#848: The Last War Dance

November 10th, 2017

Chicago’s last war dance started by the Wrigley Building, then headed west along the riverbank past Trump Tower, Marina City, and The 3D Printer Experience.

800 Potawatomi warriors danced through the Merchandise Mart, across the old walking bridge that predated the abandoned train track now permanently slung at attention, south past glass towers of law firms and global investment banks, stopping for special performances across the river from the Starbucks and east along Lake Street at the Franklin Self Park, Ronny’s Original Steakhouse at the Thompson Center, and the 7-Eleven at Dearborn.

All were entirely naked, except a strip of cloth around the loins. Their bodies were covered all over with a great variety of brilliant paints. On their faces, particularly, they seemed to have exhausted their art of hideous decoration. Foreheads, cheeks, and noses, were covered with curved stripes of red or vermilion, which were edged with black points, and gave the appearance of a horrid grin over the entire countenance. The long, coarse, black hair, was gathered into scalp-locks on the tops of their heads, and decorated with a profusion of hawk’s and eagle’s feathers, some strung together so as to extend down the back nearly to the ground.

Thus spaketh future Illinois Supreme Court Chief Justice John Dean Caton, who watched from the second floor of a hotel just north of what’s now an OK Starbucks along the river.

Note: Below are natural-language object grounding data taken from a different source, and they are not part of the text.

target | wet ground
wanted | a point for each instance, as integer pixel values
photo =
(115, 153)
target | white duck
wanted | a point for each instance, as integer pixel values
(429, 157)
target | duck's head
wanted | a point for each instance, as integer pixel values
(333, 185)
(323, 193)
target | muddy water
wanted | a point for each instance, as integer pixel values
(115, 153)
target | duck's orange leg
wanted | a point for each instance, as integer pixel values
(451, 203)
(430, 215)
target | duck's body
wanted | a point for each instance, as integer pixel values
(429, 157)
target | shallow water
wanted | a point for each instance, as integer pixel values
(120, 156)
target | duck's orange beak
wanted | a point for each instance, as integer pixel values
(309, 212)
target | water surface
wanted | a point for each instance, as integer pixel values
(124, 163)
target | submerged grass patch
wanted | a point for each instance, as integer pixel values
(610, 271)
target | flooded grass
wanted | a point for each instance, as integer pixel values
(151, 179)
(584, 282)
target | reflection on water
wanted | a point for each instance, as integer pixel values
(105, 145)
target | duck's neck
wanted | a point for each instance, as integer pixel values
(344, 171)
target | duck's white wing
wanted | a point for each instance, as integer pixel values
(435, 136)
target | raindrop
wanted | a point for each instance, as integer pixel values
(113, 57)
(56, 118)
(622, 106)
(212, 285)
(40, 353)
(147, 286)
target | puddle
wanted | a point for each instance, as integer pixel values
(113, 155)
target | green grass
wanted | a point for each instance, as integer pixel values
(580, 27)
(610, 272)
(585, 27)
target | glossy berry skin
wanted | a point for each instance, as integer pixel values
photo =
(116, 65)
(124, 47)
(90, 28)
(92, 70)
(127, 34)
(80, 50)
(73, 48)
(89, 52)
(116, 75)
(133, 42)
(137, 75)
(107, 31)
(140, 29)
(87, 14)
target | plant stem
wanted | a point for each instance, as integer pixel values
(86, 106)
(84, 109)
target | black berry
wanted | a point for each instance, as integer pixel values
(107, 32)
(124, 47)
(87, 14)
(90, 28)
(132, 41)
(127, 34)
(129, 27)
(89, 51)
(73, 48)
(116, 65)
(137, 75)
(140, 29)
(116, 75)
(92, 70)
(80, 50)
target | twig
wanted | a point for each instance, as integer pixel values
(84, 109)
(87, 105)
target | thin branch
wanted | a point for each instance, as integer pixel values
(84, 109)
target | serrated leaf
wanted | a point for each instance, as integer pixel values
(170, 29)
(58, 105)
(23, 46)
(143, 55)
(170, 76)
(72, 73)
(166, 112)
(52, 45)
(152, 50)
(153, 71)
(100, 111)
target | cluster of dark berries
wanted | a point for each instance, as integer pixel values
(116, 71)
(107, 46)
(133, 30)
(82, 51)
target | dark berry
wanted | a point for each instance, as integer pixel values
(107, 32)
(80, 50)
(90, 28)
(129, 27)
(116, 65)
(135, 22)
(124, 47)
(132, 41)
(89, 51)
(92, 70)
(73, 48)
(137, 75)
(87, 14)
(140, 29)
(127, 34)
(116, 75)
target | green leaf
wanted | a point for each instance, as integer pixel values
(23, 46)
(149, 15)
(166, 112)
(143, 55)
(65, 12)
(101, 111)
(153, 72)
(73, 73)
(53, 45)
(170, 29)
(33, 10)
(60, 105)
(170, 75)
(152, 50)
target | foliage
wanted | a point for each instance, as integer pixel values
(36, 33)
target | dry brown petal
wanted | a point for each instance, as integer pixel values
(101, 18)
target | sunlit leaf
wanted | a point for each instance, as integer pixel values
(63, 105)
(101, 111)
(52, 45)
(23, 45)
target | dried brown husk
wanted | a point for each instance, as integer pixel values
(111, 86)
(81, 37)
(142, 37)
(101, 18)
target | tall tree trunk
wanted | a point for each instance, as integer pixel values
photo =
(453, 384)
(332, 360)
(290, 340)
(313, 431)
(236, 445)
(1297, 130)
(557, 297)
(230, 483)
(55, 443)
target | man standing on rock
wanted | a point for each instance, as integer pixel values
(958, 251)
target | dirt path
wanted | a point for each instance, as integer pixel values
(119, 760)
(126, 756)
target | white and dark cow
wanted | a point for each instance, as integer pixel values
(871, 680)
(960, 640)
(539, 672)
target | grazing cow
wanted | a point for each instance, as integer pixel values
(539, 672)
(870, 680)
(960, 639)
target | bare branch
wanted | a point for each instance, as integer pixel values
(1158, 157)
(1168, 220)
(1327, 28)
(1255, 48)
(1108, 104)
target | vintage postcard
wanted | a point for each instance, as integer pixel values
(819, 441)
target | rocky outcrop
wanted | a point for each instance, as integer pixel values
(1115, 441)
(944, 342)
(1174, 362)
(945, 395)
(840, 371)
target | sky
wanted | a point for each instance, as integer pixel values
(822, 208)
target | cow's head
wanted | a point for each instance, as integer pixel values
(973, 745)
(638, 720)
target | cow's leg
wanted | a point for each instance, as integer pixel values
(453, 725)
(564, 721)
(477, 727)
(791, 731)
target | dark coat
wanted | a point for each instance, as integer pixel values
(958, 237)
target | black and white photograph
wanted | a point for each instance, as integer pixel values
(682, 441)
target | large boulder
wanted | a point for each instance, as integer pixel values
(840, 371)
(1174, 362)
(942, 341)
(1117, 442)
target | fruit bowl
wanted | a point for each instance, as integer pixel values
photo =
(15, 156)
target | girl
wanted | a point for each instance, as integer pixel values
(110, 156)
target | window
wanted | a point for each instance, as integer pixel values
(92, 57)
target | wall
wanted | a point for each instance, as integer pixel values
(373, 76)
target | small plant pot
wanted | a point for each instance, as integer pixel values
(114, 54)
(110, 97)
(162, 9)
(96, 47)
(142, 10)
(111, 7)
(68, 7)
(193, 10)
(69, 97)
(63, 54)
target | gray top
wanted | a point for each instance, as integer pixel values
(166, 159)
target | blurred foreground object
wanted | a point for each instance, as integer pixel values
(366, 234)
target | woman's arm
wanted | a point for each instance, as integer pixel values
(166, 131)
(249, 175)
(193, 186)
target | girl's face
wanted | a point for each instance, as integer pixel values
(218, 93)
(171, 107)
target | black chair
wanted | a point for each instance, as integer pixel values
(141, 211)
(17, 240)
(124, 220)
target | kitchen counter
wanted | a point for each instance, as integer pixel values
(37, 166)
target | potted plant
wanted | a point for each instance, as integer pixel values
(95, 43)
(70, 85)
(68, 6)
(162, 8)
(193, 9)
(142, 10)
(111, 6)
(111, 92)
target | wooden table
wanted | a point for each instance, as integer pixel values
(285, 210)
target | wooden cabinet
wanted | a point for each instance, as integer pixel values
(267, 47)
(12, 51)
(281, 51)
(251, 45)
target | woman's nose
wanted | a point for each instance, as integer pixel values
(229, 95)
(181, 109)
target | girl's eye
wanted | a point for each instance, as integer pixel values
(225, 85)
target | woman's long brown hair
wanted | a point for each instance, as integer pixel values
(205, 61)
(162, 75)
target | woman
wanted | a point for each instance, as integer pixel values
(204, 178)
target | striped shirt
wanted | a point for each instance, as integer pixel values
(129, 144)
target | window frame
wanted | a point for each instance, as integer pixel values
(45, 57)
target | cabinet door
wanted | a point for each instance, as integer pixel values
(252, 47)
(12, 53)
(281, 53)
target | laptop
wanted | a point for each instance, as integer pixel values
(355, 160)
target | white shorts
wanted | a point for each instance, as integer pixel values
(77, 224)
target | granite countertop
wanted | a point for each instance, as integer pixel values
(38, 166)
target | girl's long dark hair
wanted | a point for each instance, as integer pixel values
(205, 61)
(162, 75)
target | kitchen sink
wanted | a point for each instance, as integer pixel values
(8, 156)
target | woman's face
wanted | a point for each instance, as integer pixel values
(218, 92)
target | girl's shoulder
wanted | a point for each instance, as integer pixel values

Not a great Starbucks. An OK one.

In August 1835, the Potawatomi left Illinois. The 1833 Treaty of Chicago, forged in lies and liquor, had given them two years to get the hell out of town.

Although a some individual Potawatomi joined Sauk leader Black Hawk’s uprising in 1832, the tribe en masse had kept out of the conflict, even sending a delegation to Chicago in May of that year to assure the Americans the Potawatomi were on their side. But two days after the delegation, a small band of Sauk crossed the Iowa-Illinois border into American territory and attacked a powerful U.S. detachment of 275 men under the command of Major Isaiah Stillman.

How’d it go? Today it’s known as the Battle of Stillman’s Run.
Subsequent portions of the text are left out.